Ich trete in den Empfangsraum, ein Mann steht dort. „Hallo, ein großes Zimmer bitte.", richte ich mich an ihn. „Bezahlung?", fragt er. „Schick die Rechnung an Konoha, an die Hokage. Hier mein Ausweis und könnt ich gerade noch ein paar Zeilen schreiben?" Der junge Mann sieht mir in die Augen, ich hoffe er erkennt, was ich ihm damit sagen will. „Selbstverständlich.", antwortet er. Schnell schreibe ich ein paar Zeilen an Tsunade, ich kann nur hoffen, dass Sasuke meine Gedanken nicht liest. „Die Zimmerschlüssel." „Danke."

Als ich nach draußen trete wartet nur noch Sasuke. „Lass uns gehen." Was ist denn nun? „Essen.", antwortet er mir wieder ohne dass ich die Frage ausgesprochen habe. Er führt mich zu einem Schnellimbiss, dort warten die anderen auch schon. „Du hättest mich das machen lassen sollen. Die braucht viel zu lange für so eine mickrige Aufgabe.", beschwert sich die rot haarige Karin. „Klappe. Setz dich.", unterbricht Sasuke sie. Er hat eindeutig das sagen. Diese Karin scheint auf jeden Fall ein schwieriger Fall zu sein.

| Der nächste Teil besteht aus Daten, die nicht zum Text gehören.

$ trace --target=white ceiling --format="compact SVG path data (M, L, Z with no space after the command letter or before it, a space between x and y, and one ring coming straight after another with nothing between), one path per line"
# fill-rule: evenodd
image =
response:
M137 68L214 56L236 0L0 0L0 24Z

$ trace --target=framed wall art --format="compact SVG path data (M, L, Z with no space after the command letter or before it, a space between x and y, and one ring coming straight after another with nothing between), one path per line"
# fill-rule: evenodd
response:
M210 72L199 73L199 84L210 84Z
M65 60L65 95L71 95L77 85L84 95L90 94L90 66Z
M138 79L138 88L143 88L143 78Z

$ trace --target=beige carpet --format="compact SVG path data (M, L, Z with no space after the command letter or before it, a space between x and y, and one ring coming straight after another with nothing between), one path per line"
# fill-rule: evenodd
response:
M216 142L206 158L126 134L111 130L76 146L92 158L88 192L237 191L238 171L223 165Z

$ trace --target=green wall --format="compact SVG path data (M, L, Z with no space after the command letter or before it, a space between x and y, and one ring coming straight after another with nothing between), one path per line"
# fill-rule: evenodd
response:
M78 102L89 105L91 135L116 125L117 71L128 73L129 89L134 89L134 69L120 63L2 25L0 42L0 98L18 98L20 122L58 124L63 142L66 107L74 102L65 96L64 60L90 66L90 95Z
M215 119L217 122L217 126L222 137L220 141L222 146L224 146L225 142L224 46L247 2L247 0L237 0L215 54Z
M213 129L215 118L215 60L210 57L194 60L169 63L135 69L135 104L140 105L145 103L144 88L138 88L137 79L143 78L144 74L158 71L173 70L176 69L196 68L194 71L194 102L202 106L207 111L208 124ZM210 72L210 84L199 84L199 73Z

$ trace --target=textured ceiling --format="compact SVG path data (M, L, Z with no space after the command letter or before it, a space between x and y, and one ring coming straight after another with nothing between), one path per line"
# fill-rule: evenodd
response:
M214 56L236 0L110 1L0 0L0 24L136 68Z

Was wohl als nächstes passiert? Ich bekomme eine Ohrfeige. „Hör gefälligst zu!", befiehlt Sasuke mir laut. Mist ich war in meinen Gedanken versunken. Karin ist am lachen. Ich halt das nicht aus, ich knalle ihr eine. „Mach dich nicht lustig über mich.", fauche ich sie an. „Du kleine Schlampe.", bringt sie empört hervor. Das geht zu weit. „Wie hast du mich genannt?!", frage ich nochmals nach. „Schlampe!", antwortet sie sicher. Ich spüre wie meine Wut hochkommt. Sowas muss ich mir nicht bieten lassen. Ich gehe auf sie los. Da hat sie nicht erwartet, sie stürzt nach hinten. „Nenn mich noch einmal Schlampe und du wirst den nächsten Tag nicht mehr erleben!", drohe ich ihr. Ich sitze auf ihr. Ihre Hände fest in meiner Gewalt. „Lass sie Suigetsu.", höre ich Sasuke sagen. „Schlampe!", spuckt sie mir entgegen. Ich schlage ihr ins Gesicht. Sie drückt mit aller Kraft gegen mich. Ich halte Stand, drücke ihre Handgelenke noch fester auf den Boden, es knackt und sie schreit vor Schmerzen auf. Eine Hand fast mich am Arm und will mich wegzeihen, doch ich reagiere und wehre mich. Ich schlage ihm ins Gesicht. Er verzieht keine Miene sonder zieht mich von Karin runter und schlägt mich gegen die nächste Wand. Jetzt reicht es mir erst Recht, wie von selbst trete ich ihm gegens Schienbein. Er taumelt ein paar Schritte zurück. Ich richte mich auf und schlage ihn erneut ins Gesicht. „Es reicht mir, Sasuke Uchiha!", fauche ich. Was fällt ihm, hätte mich einfach machen lassen, dann hätte er auch keine bekommen. „Ich bin nicht mehr schwach und sowas lasse ich mir nicht gefallen. Lass mich in Ruhe!", setze ich fort. Als ich mir sicher bin, dass er nichts mehr erwidert verlasse ich den Ort. Ich gehe in das Gasthaus und gebe den Schlüssel zurück. „Den benötige ich doch nicht mehr. Danke für ihre Hilfe.", meine ich. Keiner ist mir gefolgt, kommt mir ganz Recht.

Es ist besser ich gehe zurück nach Konoha, da respektiert man mich wenigstens. Sasuke ist ein Mistkerl.